IAS Plus 2023.03.21  

IASBは、IFRS第9号「金融商品」の分類及び測定の要求事項の適用後レビューの間に識別された問題に対処する、公開草案「金融商品の分類及び測定の修正(IFRS第9号及びIFRS第7号の修正案)」を公表した。コメントは、2023年7月19日まで募集されている。

国際会計基準審議会(IASB)は、IFRS第9号「金融商品」の分類及び測定の要求事項の適用後レビューの間に識別された問題に対処する、公開草案「金融商品の分類及び測定の修正(IFRS第9号及びIFRS第7号の修正案)」を公表した。コメントは、2023年7月19日まで募集されている。

 

背景
2022年に、IASBはIFRS第9号「金融商品」の分類及び測定の要求事項の適用後レビューを完了した。全般的に、IASBは、作成者が要求事項を一貫して適用できることを見い出した。しかし、IASBは、理解可能性を改善する明確化により便益をもたらすいくつかの要求事項を識別した。IASBは、問題のうちの2つは早急に対処すべきであり、他の問題は、優先順位がより低いものの、対処することに便益をもたらすものと考えた。IASBは、IASBがすべての修正を単一の公開草案において提案するならば、利害関係者にとって最も効率的となるという結論に達した。

 

変更案

公開草案IASB/ED/2023/2「金融商品の分類及び測定(IFRS第9号及びIFRS第7号の修正案)」における修正案は、以下のとおりである。
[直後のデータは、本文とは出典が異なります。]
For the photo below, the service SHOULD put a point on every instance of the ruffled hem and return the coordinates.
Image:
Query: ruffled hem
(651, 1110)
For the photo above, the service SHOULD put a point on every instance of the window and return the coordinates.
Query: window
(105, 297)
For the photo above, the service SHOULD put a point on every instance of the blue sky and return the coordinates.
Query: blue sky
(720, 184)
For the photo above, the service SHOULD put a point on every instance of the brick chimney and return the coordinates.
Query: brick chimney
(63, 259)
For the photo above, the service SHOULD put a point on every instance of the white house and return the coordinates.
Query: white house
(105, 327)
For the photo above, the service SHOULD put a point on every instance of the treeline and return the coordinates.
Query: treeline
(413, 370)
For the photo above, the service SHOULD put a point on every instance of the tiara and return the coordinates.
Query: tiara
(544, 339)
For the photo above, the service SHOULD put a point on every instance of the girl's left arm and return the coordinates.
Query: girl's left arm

  • 電子送金を通じて決済される金融負債の認識の中止:
    IASBは、具体的な要件を満たすのであれば、現金が引き渡されていない場合であっても、電子送金システムを使用して決済される金融負債の認識を中止することを認めるようにIFRS第9号の適用指針の修正を提案する。当該認識を中止する選択肢案を適用することを選択する企業は、同じ電子支払システムを通じて行われるすべての決済に適用することが要求される。
  • 金融資産の分類
    ・基本的な融資の取決めと整合的な契約条件
    IASBは、契約上のキャッシュ・フローが基本的な融資の取決めと整合的かどうかについて、どのように企業が評価できるかに関する指針を提供するようにIFRS第9号の適用指針の修正を提案している。適用指針の変更を説明するために、元本及び元本残高に対する利息の支払のみである契約上のキャッシュ・フローを有する、または有していない金融資産の例を追加することを、IASBは提案している。
    ・ノンリコース要素のある資産
    IASBは、「ノンリコース」の用語の記述を拡張するような修正を提案している。本修正では、キャッシュ・フローを受け取る企業の契約上の権利を、金融商品の存続期間にわたって及びデフォルト時の双方について、特定の資産が生み出すキャッシュ・フローに制限する場合、金融資産にはノンリコース要素がある。
    ・契約上リンクされた金融商品
    IASBは、IFRS第9号の範囲に含まれる複数の契約上リンクされた金融商品を含む取引の記述を明確化することを提案している。本修正案は、複数の負債性金融商品の取引が、複数の契約上リンクされた金融商品を有する取引の要件を満たさない場合の例も導入する。さらに、本修正案は、原金融商品プールにおける金融商品への参照は分類の要求事項の範囲に含まれない金融商品を含むことができる明確化する。
  • 開示
    ・その他の包括利益を通じて公正価値で測定するものと指定された資本性金融商品への投資
    IASBは、報告期間の末日現在の各資本性金融商品の公正価値ではなく資本性金融商品公正価値の総額、及び当期中にその他の包括利益に表示された公正価値の変動の開示を要求するように、IFRS第7号の修正を提案する。
    ・契約上のキャッシュ・フローの時期または金額を変化させる可能性のある契約条件
    IASBは、契約上のキャッシュ・フローの時期または金額を変化させる可能性のある契約条件の開示を要求することを提案する。当該要求事項は、償却原価またはその他の包括利益を通じて公正価値で測定する金融資産の各クラス、及び償却原価で測定する金融負債の各クラスに適用する。

本修正案についてのコメントは、2023年7月19日まで募集されている。

 

発行日及び経過措置

IASBは、公開後に、本修正案の発効日を決定する予定である。IASBは、企業が本修正を遡及的に適用することを要求するが、比較情報を修正再表示することは要求しないことを提案している。